Because of the ad they'll think she liked him? They'll think she loved him because of the ad? But what would they think if they saw her now, carrying on like the widow herself? She cannot close her eyes, because when she does she sees his eyes, those green staring eyes of his, exploding. She sees the car plunge off the road, and his head is shooting forward, and in the instant of the crash, his eyes explode. “No! No!” But when she opens her eyes to stop seeing his eyes, all she sees is what she's done and the mockery that will ensue. She sees her disgrace with her eyes open and his disintegration with her eyes shut, and throughout the night the pendulum of suffering swings her from one to the other.

She wakes up in the same state of upheaval she was in when she went to sleep. She can't remember why she is shaking. She thinks she is shaking from a nightmare. The nightmare of his eyes exploding. But no, it happened, he's dead. And the ad— it happened. Everything has happened, and nothing's to be done. I wanted them to say ... and now they'll say, “Our daughter in America? We don't talk about her. She no longer exists for us.” When she tries to compose herself and settle on a plan of action, no thinking is possible: only the derangement is possible, the spiraling obtuseness that is terror. It is just after 5 A.M. She closes her eyes to try to sleep and make it all go away, but the instant her eyes are shut, there are his eyes. They are staring at her and then they explode.

She is dressing. She is screaming. She is walking out her door and it's barely dawn. No makeup. No jewelry. Just her horrified face. Coleman Silk is dead.

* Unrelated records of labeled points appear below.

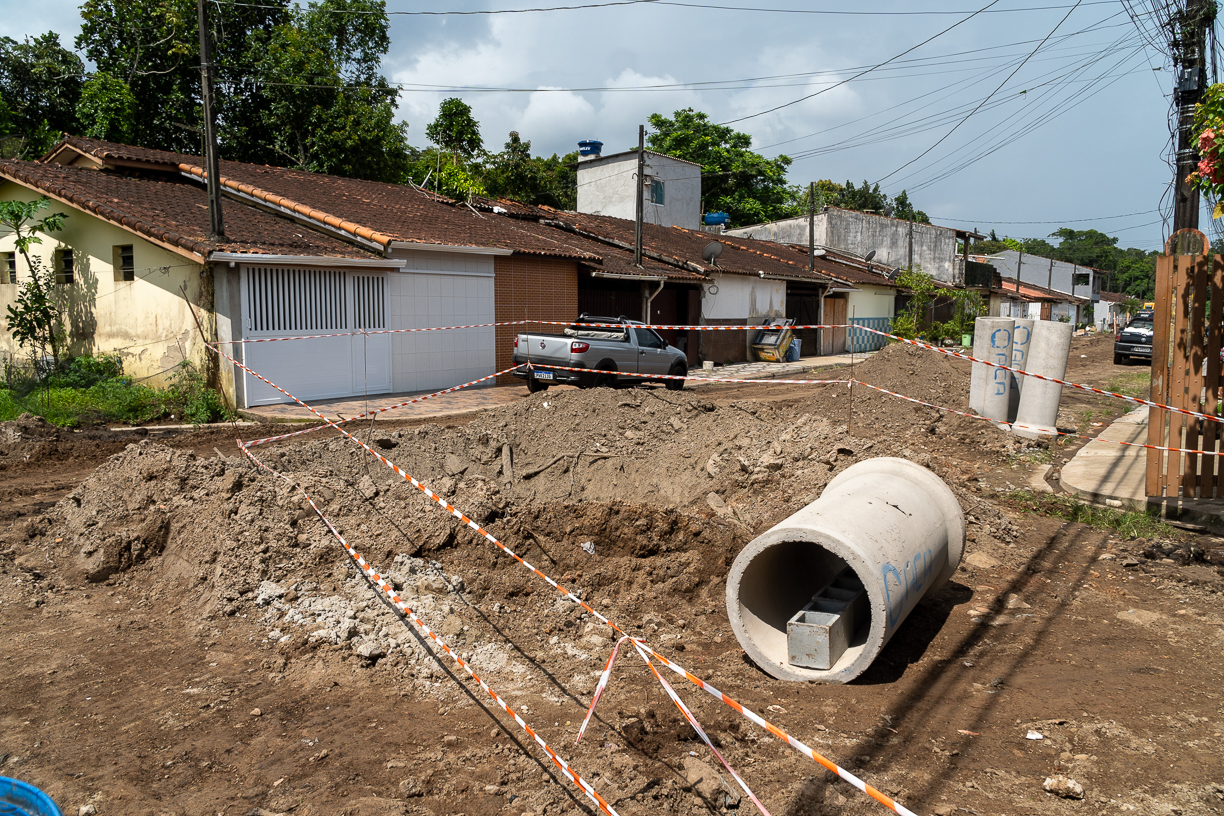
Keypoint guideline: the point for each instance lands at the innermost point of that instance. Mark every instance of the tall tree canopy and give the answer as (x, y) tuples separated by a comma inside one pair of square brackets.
[(294, 85), (39, 86), (735, 179)]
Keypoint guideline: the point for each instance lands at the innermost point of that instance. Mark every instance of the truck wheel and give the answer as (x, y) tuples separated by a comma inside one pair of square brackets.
[(676, 384)]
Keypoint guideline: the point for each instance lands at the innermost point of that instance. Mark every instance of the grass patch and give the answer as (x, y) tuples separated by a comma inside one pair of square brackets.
[(1130, 524), (1134, 383), (92, 390)]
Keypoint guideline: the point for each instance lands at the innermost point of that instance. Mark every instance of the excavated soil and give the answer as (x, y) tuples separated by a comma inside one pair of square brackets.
[(185, 636)]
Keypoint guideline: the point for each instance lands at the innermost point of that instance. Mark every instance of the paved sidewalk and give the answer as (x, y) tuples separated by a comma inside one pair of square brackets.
[(1112, 474), (1115, 475), (484, 396)]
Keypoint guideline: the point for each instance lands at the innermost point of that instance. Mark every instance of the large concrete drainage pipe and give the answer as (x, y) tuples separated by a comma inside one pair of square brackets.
[(819, 595)]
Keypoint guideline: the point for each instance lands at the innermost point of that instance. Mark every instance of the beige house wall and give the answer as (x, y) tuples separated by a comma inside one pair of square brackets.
[(870, 301), (146, 321)]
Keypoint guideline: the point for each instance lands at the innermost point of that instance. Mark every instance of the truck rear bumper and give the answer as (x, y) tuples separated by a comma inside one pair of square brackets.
[(551, 376)]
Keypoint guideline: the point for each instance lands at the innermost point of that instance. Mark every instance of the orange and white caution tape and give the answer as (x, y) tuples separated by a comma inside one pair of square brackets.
[(384, 586), (383, 410), (1037, 428), (747, 712), (386, 589), (688, 377)]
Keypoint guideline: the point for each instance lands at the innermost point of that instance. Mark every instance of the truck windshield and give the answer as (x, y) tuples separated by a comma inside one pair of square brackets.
[(648, 339)]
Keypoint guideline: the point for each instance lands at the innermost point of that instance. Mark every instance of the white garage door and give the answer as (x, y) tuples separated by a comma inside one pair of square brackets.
[(435, 360), (287, 301)]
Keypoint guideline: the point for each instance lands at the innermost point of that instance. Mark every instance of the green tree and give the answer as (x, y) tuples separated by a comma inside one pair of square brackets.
[(455, 131), (36, 318), (321, 83), (735, 179), (107, 109), (517, 175), (294, 85), (39, 83)]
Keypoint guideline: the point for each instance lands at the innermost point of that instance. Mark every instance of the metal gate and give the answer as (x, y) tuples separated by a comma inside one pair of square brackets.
[(288, 302)]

When she reaches the campus there's no one there. Only crows. It's so early the flag hasn't yet been raised. Every morning she looks for it atop North Hall, and every morning, upon seeing it, there is the moment of satisfaction. She left home, she dared to do it — she is in America! There is the contentment with her own courage and the knowledge that it hasn't been easy. But the American flag's not there, and she doesn't see that it's not. She sees nothing but what she must do.